Pre-training Vision Transformers with Very Limited Synthesized Images
This work addresses the challenge of data efficiency in pre-training for computer vision, offering a more resource-friendly approach that could benefit researchers and practitioners with limited data access.
The paper tackles the problem of pre-training vision transformers by proposing a method that uses only one synthetic image per category instead of multiple instances, achieving comparable or better performance than models pre-trained on much larger datasets like ImageNet-21k with far fewer images (21k vs. 14M).
Formula-driven supervised learning (FDSL) is a pre-training method that relies on synthetic images generated from mathematical formulae such as fractals.

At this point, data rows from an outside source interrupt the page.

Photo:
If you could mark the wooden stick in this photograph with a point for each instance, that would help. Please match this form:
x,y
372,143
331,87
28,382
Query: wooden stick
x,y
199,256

Prior work on FDSL has shown that pre-training vision transformers on such synthetic datasets can yield competitive accuracy on a wide range of downstream tasks. These synthetic images are categorized according to the parameters in the mathematical formula that generate them. In the present work, we hypothesize that the process for generating different instances for the same category in FDSL, can be viewed as a form of data augmentation. We validate this hypothesis by replacing the instances with data augmentation, which means we only need a single image per category. Our experiments shows that this one-instance fractal database (OFDB) performs better than the original dataset where instances were explicitly generated. We further scale up OFDB to 21,000 categories and show that it matches, or even surpasses, the model pre-trained on ImageNet-21k in ImageNet-1k fine-tuning. The number of images in OFDB is 21k, whereas ImageNet-21k has 14M. This opens new possibilities for pre-training vision transformers with much smaller datasets.